И за неудачные шутки тоже.
— Ну да, — не стал спорить я. — Что ж, справедливость радует, даже когда казнит. Вот только мой тебе последний совет, государь. Сейчас уже поздно, но на будущее сгодится. Если суду подлежит гусь, не облачай лису в судейскую тогу.
— Так что ты теперь мыслишь? — вновь упрямо переспросил он, проигнорировав мои рекомендации.
— Думаю, что последние часы надо прожить достойно, — ответил я.
Расстроенное лицо царевича надо было видеть, хоть он и старался этого не показать. Дмитрий разочарованно передернул плечами.
— Ну тогда иди. Ждут уж, — неловко произнес он. — Да, Кентина, кой ныне Василий, я пущать к тебе не велел — уж больно он разбушевался ныне, егда узнал, что тебя… — И, не договорив, вышел первым.
Я, опешив, посмотрел ему вслед.
Как?
Уже?!
Нет, я не питал особых иллюзий, но и не рассчитывал, что времени у меня в запасе совсем не будет.
Вообще.
Вроде бы на следующий день Пасха, да и потом должны были бы выждать, пока длится Светлая неделя[95], на которую, помнится, даже полагалось амнистировать преступников.
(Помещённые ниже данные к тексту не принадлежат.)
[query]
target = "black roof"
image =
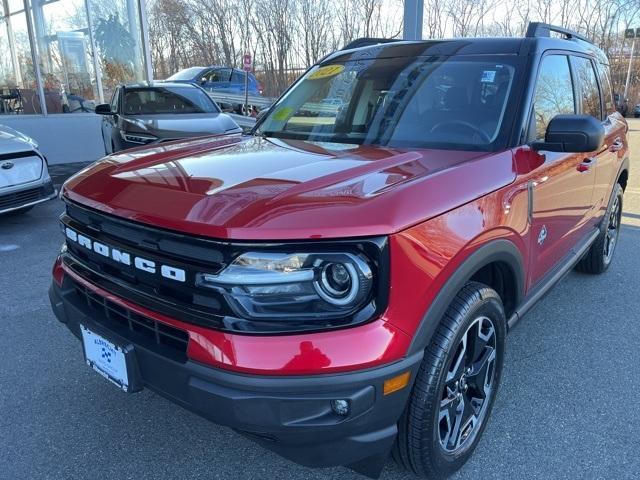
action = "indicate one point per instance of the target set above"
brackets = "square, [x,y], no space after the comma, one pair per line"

Нет, я не обольщался. Может, царевич и впрямь выпустил бы по такому случаю из подвалов пару-тройку человек из числа мелких воришек, но ни мне, ни воеводам, ни пойманным монахам помилование не светило.
Зато я в эти дни попытался бы как-то исхитриться, изловчиться и сбежать.
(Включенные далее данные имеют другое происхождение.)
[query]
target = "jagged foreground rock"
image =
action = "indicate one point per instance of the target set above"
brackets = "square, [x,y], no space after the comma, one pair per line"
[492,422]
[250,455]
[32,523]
Однако на выходе меня уже поджидали нетерпеливо переминающиеся с ноги на ногу казаки. Получалось, что решено все успеть до Пасхи.
Приговор, озвученный прямо там, в воеводском дворе, для всех троих — помимо меня были только воеводы, а монахи отсутствовали — оказался сравнительно легким: расстрелять.
«Ну и то хорошо. Хоть мучиться не доведется», — как-то отстраненно — так и не осознал до конца — подумал я.
Любопытно, что в отличие от единогласного в своем мнении сената некоторые из шляхтичей были категорически против моей смертной казни. И они не просто недовольно загудели, стоя на воеводском дворе, после того как вместе со мной выслушали приговор.
Огоньчик тут же подошел к Дмитрию и заявил ему, что все это — чистейшей воды оговор со стороны монахов, коим он не верит ни на грош.
Царевич повернулся к Бучинскому, но, взглянув на его недовольное лицо, понял, что и тут ему моральной поддержки не получить.